As the author hasn't replied, here's my personal take as an occasional user of Spark since around 2014.
* AFAIK Spark is still written in Scala, which means new features appear in the Scala APIs first.
* This means the Scala API is usually a bit ahead of the others, and it will never be behind them.
* Personally, I find Scala is a very natural language for this kind of processing (which is why Spark is based on it), so I am most comfortable with the Scala API. YMMV of course.
* Python is very widely used with Spark, as it is a much more popular language than Scala generally, and it is often used by data scientists.
* Python is also a popular choice for people who use interactive notebook interfaces, like Jupyter, with Spark (although you can also use Scala with notebooks these days).

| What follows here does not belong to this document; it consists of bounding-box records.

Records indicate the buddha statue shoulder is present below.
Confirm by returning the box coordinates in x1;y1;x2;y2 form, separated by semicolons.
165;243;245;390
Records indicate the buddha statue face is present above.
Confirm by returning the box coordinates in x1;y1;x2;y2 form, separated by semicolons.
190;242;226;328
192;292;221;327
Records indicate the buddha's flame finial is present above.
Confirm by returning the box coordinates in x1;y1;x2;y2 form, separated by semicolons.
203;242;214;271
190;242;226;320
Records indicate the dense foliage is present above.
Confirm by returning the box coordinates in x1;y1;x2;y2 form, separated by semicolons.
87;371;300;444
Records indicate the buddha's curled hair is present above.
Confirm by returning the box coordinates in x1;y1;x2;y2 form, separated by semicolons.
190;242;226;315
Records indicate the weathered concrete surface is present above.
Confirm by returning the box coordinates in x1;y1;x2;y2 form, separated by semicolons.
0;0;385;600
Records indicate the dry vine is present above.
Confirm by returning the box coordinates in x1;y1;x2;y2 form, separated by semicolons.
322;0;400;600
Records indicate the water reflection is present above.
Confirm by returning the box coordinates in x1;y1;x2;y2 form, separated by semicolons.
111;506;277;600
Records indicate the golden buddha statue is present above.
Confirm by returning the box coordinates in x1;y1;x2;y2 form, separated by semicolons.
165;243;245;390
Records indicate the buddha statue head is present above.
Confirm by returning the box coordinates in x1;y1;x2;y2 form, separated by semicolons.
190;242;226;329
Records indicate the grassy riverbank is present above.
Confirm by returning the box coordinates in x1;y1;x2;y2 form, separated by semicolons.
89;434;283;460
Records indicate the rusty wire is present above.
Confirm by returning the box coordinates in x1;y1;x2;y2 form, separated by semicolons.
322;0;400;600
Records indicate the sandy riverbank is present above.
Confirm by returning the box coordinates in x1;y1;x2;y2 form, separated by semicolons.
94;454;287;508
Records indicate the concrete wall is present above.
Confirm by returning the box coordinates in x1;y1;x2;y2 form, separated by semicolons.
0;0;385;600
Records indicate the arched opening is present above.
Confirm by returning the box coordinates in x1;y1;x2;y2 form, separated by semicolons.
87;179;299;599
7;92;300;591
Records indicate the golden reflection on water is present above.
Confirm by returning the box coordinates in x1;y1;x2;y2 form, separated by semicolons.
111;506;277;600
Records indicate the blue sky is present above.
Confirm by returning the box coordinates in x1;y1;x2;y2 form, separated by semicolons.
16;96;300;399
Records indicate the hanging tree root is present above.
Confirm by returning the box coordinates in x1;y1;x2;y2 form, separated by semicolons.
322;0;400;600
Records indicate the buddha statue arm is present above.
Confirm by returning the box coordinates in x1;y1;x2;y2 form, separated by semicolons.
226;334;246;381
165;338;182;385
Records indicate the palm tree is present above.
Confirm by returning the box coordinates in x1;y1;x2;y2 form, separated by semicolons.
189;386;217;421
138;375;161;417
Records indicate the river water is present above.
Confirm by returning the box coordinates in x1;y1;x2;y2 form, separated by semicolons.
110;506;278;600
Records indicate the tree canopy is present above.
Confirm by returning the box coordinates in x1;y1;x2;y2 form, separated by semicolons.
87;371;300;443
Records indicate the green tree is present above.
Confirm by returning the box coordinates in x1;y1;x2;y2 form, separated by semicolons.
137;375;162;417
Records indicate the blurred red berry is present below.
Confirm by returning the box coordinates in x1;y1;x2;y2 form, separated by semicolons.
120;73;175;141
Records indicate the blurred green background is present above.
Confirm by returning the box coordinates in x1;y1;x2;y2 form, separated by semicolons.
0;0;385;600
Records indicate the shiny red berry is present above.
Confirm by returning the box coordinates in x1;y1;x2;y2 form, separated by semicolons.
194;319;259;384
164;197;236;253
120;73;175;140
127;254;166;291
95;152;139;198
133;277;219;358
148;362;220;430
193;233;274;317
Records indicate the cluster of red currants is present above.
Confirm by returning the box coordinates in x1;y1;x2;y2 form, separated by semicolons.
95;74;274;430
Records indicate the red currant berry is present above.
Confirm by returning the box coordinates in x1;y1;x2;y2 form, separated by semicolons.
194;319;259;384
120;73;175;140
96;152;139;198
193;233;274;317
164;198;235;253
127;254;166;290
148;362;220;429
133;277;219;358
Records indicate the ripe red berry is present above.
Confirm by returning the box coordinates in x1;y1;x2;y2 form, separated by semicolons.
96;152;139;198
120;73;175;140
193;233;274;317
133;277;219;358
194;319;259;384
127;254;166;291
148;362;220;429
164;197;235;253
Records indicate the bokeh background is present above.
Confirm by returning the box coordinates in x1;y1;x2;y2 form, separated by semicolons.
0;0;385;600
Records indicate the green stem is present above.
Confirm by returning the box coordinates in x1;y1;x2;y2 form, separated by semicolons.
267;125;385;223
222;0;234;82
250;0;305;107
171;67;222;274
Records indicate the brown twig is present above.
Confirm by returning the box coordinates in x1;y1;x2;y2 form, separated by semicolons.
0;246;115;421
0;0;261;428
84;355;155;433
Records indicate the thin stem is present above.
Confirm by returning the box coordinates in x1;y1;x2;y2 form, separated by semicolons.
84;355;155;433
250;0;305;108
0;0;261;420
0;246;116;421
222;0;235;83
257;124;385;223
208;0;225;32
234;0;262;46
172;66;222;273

* But the Python API is usually a little behind the Scala API, and some features are slower/harder to implement in Python than in Scala.
* So Python is a good choice for data scientists or if you are not concerned about having the very latest API features.
* There is no good reason to use Java with Spark.
* Although Java now offers Lambdas etc, it is still really clunky to write good functional code with Java compared to Scala.
* And Python is a much nicer language for data science and notebooks etc.
* If you're using Spark, pick a language API that works well with Spark and does the things that Spark does well.
Christopher Webster wrote:
There is no good reason to use Java with Spark.
While Python is the preferred choice while going for Spark ML , for other cases I think, suppose the team has developers who are good in Java(instead of Scala), if we go for Java, we still can still have the option of moving to Scala later when we have that skill set in team. However if today we go for Python, then it is like another route altogether as then relatively it would be less likely to be able to move to Scala. The reason for this is that Scala and Java, the JVM languages have more in common than Scala and Python.